‘According to my source, you…
‘No, it isn’t true.’
Bright smiled a trifle cynically, seemed to debate pressing the matter further, then turned to a fresh page in his notebook. He began to ask about Johnny’s prospects for the future, his feelings about the road back, and Johnny also answered these questions as honestly as he could.
‘So what are you going to do when you get out of here?’ Bright asked, closing his notebook.
‘I haven’t really thought about that. I’m still trying to adjust to the idea that Gerald Ford is the president.’
Bright laughed. ‘You’re not alone in that, my friend.’
‘I suppose I’ll go back to teaching. It’s all I know. But right now that’s too far ahead to think about.’
Bright thanked him for the interview and left. The artide appeared in the paper two days later, the day before his leg surgery. It was on the bottom of the front page, and the headline read: JOHN SMITH, MODERN RIP VAN WINKLE, FACES LONG ROAD
BACK.
There were three pictures, one of them Johnny’s picture for the Cleaves Mills High School yearbook (it had been taken barely a week before the accident), a picture of Johnny in his hospital bed, looking thin and twisted with his arms and legs in their bent positions. Between these two was a picture of the almost totally demolished taxi, lying on its side like a dead dog. There was no mention in Bright’s artide of sixth senses, precognitive powers, or wild talents.
‘How did you turn him off the ESP angle?’ Weizak asked him that evening.
Johnny shrugged. ‘He seemed like a nice guy. Maybe he didn’t want to stick me with it.’
‘Maybe not,’ Weizak said. ‘But he won’t forget it. Not if he’s a good reporter, and I understand that he is.’
‘You understand?’
‘I asked around.’
‘Looking out for my best interests?’
‘We all do what we can, nuh? Are you nervous about tomorrow, Johnny?’
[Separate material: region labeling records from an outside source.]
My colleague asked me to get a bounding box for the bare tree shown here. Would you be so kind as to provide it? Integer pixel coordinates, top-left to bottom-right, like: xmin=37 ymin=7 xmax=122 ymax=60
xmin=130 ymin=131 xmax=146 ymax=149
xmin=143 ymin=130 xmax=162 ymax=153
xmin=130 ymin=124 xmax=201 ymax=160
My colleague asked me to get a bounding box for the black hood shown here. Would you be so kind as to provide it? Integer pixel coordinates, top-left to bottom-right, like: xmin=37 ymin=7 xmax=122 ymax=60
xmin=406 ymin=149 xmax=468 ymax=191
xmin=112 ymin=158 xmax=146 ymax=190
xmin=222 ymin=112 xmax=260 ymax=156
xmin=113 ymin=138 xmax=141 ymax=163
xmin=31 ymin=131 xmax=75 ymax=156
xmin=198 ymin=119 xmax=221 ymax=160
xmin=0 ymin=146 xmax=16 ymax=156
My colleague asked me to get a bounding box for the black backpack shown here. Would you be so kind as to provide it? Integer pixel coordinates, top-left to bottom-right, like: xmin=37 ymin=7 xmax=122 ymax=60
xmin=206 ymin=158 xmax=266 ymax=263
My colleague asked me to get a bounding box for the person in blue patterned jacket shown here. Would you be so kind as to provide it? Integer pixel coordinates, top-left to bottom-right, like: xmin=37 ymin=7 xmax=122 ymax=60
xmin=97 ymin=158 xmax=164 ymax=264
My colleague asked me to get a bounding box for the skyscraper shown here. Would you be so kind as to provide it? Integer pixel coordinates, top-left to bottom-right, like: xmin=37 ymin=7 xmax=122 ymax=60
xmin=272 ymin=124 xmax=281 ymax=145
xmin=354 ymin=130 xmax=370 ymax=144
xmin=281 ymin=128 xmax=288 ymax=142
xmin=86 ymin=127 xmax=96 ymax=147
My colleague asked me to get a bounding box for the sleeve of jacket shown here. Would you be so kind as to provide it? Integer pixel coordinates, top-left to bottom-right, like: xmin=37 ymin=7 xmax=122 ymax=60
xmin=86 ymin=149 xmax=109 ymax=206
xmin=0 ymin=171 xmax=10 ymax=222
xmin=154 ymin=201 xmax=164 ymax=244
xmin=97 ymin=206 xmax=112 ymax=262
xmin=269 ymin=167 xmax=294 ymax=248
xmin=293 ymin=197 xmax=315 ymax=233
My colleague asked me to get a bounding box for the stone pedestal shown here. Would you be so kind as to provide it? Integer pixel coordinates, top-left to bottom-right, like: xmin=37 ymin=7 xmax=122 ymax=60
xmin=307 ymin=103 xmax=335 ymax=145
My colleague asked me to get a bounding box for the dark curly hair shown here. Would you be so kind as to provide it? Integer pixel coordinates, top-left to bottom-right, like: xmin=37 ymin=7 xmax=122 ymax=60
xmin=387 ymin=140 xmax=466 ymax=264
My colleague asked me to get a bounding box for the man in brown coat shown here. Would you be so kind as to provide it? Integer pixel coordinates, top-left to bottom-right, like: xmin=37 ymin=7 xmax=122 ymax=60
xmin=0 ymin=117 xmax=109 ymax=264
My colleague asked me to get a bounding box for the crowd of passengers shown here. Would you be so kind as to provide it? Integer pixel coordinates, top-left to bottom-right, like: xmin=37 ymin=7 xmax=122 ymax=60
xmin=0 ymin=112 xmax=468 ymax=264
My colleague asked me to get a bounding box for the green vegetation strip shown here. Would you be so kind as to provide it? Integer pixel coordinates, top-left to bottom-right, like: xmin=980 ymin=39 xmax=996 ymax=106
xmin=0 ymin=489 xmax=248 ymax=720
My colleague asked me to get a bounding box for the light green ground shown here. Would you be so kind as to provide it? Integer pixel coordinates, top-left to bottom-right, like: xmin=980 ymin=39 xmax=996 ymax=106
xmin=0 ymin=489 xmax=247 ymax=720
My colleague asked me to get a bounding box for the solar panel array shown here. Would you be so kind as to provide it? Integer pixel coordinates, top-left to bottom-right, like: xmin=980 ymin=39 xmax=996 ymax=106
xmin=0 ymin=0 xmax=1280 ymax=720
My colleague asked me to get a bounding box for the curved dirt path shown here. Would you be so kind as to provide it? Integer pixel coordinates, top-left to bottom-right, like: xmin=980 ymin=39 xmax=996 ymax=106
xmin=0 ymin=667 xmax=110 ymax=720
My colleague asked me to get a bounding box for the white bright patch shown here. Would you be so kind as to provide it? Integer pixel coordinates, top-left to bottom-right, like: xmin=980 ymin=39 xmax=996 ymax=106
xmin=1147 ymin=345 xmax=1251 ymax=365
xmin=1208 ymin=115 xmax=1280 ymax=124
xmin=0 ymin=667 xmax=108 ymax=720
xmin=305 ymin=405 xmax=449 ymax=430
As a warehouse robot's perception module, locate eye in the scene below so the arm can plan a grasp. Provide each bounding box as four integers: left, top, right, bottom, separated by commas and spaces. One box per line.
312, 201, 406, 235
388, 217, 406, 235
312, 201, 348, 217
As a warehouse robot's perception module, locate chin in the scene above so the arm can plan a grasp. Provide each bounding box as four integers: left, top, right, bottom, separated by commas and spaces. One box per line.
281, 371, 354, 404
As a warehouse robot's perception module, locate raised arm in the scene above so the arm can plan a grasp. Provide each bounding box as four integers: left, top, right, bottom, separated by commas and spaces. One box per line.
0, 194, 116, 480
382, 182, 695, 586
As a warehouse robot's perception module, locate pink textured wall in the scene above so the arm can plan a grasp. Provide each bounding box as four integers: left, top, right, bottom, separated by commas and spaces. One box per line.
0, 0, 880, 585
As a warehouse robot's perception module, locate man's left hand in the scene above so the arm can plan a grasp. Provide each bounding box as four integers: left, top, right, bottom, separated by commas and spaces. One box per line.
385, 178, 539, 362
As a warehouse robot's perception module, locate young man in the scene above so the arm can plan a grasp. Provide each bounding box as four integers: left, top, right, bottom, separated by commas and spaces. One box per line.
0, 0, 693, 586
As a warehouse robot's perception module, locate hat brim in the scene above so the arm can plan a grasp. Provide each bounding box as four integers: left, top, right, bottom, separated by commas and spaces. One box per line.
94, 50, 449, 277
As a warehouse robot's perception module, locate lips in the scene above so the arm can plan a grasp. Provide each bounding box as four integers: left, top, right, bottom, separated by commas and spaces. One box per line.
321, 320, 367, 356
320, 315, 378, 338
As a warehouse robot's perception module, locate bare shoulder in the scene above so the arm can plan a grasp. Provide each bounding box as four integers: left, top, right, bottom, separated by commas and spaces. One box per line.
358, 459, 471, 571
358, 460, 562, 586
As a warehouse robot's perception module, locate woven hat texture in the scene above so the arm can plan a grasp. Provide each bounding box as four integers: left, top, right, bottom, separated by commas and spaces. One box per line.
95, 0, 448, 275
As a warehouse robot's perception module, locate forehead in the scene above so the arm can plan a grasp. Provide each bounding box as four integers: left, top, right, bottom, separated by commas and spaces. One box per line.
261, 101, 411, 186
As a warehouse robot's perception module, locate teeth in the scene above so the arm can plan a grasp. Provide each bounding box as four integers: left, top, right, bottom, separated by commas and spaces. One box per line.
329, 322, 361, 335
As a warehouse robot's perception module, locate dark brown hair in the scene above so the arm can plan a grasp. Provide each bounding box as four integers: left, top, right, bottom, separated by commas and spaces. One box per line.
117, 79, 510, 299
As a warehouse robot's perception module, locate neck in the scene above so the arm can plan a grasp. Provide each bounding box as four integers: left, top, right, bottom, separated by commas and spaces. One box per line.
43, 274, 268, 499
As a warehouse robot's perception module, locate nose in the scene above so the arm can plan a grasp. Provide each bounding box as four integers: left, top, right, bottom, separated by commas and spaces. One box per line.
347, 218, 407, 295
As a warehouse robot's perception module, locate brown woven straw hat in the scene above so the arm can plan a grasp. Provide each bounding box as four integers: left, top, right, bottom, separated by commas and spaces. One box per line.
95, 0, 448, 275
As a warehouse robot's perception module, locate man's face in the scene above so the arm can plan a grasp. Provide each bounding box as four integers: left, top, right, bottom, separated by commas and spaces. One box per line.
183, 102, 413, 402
‘Not nervous, no. Scared is a more accurate word.’
‘Yes, of course you are. I would be.’
‘Will you be there?’
‘Yes, in the observation section of the operating theater. You won’t be able to tell me from the others in my greens, but I will be there.’
‘Wear something,’ Johnny said. ‘Wear something so I’ll know it’s you.’
Weizak looked at him, and smiled. ‘All right. I’ll pin my watch to my tunic.’
‘Good,’ Johnny said. ‘What about Dr. Brown? Will he be there?’
‘Dr. Brown is in Washington. Tomorrow he will present you to the American Society of Neurologists. I have read his paper. It is quite good. Perhaps overstated.’
‘You weren’t invited?’
Weizak shrugged. ‘I don’t like to fly. That is something that scares me-‘
‘And maybe you wanted to stay here?’
Weizak smiled crookedly, spread his hands, and said nothing.
‘He doesn’t like me much, does he?’ Johnny asked. ‘Dr. Brown?’
‘No, not much,’ Weizak said. ‘He thinks you are having us on. Making things up for some reason of your own. Seeking attention, perhaps. Don’t judge him solely on that, John. His cast of mind makes it impossible for him to think otherwise. if you feel anything for Jim, feel a little pity. He is a brilliant man, and he will go far. Already he has offers, and someday soon he will fly from these cold north woods and Bangor will see him no more.
He will go to Houston or Hawaii or possibly even to Paris. But he is curiously limited. He is a mechanic of the brain. He has cut it to pieces with his scalpel and found no soul.
Therefore there is none. Like the Russian astronauts who circled the earth and did not see God. It is the empiricism of the mechanic, and a mechanic is only a child with superior motor control. You must never tell him I said that.’
‘No.’
‘And now you must rest. Tomorrow you have a long day.
2.
All Johnny saw of the worldfamous Dr. Ruopp during the operation was a pair of thick horn-rimmed glasses and a large wen at the extreme left side of the man’s forehead. The rest of him was capped, gowned, and gloved.